Carlos Ibarra GRD ’20, Christina Ospina GRD ’20, Andrea Cruz Quiroz GRD ’20 and Pallavi Sherikar GRD ’20 co-chaired the conference on Latin America. At the event, guest speakers discussed ways of achieving sustainability in Latin America, given the region’s current political, social, economic and scientific factors at play. The conference, which kicked off with a complimentary breakfast, featured three keynote speakers and four discussion panels.
“Part of our inspiration [for this year’s conference] was that we sense there’s a perception of Latin America as a space that needs help,” Ospina said. “But I think we know that it’s this really strong and vibrant and rich area with many different cultures, and we want to communicate that it’s a region of the world with a lot of agency.”
Ospina added that the curriculum at the Yale School of Forestry & Environmental Science does not always enable conversations about issues that happen outside of the United States.
For her, this conference was a space to explore global environmental issues and learn from international leaders, Ospina explained.
Visiting history professor Reinaldo Funes Monzote said the conference is primarily student-run and has been “a great experience.”
“It is wonderful to see the capacity of Latin American professionals … doing work in their region and [to see] how they contribute to their fields in and beyond Yale,” Funes Monzote said.
One such professional was the director of the Organization of American States’ Department for Social Inclusion Betilde Muñoz-Pogossian, who discussed the migrant and refugee crisis throughout the Americas in the first keynote address.
According to Muñoz-Pogossian, a person moving to another country has traditionally been classified as either a migrant or a refugee, depending on whether the movement was voluntary or if their home country forced them to leave.
“What we are finding for the case of Central Americans and Venezuelans is that the two categories have not been sufficient to guarantee protections for these people,” she said. “The majority [of immigrants in Latin American countries] are people who, although they have not been directly politically persecuted, have left because of a serious disruption of the public order, or because their economic, social, political and civil rights were not protected.”
According to Muñoz-Pogossian, a high number of incoming migrant population can be damaging for the country’s basic services such as health, education and food systems.

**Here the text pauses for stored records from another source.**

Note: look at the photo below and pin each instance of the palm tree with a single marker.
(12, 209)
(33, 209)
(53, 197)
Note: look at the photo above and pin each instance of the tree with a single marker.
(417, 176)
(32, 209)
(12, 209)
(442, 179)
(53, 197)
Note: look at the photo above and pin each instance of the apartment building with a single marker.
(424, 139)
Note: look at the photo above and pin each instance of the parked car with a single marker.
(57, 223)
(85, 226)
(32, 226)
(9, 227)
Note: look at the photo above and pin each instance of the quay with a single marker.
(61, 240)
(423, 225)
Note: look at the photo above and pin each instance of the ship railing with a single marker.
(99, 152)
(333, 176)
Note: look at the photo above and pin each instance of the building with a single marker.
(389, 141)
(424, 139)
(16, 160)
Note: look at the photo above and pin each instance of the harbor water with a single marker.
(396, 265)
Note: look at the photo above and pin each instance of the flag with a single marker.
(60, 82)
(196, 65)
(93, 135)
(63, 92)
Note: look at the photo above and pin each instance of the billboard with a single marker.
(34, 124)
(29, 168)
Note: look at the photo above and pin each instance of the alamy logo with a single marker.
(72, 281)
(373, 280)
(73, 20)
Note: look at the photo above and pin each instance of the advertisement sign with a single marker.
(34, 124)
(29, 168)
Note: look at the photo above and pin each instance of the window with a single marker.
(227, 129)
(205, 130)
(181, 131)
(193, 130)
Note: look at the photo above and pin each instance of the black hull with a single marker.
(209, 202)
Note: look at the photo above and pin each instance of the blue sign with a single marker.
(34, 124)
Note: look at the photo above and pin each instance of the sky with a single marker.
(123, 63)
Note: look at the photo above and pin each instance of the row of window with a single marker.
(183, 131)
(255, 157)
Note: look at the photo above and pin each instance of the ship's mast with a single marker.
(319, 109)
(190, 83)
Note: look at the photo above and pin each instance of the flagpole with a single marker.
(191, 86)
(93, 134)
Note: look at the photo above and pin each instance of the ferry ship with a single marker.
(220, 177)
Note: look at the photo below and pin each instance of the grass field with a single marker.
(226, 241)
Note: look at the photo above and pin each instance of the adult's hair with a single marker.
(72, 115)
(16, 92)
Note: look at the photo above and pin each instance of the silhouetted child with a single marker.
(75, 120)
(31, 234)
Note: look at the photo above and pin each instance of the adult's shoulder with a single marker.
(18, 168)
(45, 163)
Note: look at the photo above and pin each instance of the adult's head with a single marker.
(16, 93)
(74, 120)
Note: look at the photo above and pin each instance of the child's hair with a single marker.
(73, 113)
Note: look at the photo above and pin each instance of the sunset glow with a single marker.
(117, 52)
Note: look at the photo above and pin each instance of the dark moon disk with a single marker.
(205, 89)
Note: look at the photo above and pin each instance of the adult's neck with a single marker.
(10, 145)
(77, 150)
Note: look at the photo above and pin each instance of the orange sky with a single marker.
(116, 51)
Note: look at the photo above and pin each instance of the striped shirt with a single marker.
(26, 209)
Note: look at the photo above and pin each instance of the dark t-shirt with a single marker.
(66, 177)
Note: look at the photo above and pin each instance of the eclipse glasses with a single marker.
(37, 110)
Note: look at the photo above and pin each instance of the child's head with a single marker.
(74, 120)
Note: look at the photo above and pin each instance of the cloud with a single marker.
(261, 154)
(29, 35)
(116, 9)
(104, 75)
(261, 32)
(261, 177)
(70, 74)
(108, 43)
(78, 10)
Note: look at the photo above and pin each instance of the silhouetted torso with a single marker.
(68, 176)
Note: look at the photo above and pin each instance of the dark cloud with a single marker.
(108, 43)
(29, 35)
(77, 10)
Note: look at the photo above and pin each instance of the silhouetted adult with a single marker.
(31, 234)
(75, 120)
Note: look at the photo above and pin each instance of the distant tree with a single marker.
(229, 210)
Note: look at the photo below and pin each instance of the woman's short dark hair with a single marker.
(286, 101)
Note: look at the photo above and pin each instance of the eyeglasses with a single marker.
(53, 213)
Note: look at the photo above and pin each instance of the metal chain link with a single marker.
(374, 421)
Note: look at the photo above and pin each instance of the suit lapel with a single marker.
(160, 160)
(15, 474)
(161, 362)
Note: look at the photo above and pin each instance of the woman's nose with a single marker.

In turn, migrants are placed in vulnerable positions with few options to find employment and are often forced to enter the illegal labor market, she said.
During the speech, Muñoz-
Pogossian also spoke about a connection between human rights and climate change. She said the effects of climate change have a wide impact on people’s livelihood and rights. As such, she advocates for human rights protections to be included in all actions against climate change.
“Climate change constitutes one of, if not the single most, fundamental global threats to the right to life,” Muñoz-Pogossian said. “The already pre-existing socioeconomic vulnerabilities are exacerbated by humanitarian crises caused by natural phenomenon … which further widens the inequality gap in [Latin America, which is] already classified as the most unequal region in the world.”
The Latin America Program Director at the Natural Resources Defense Council Amanda Maxwell gave the second keynote address about the finances of a climate-minded, low-carbon future for Latin America.
Former Mexican Minister of Environment Julia Carabias delivered the third keynote address, where she spoke about the importance of maintaining biodiversity throughout the world. While very optimistic about potential measures to be taken in 2020 to prevent climate change, Carabias emphasized the importance of overcoming political obstacles before change can be instituted.
“The main problem is that there is a lack of political will,” Carabias said. “We have the technology. We have the human capital and the natural resources. There is the money, but there is not the will to put things in a different route because there are a lot of different interests.”
The conference was hosted by the Yale School of Forestry & Environmental Studies and the Yale Macmillan Center’s Council on Latin American and Iberian Studies.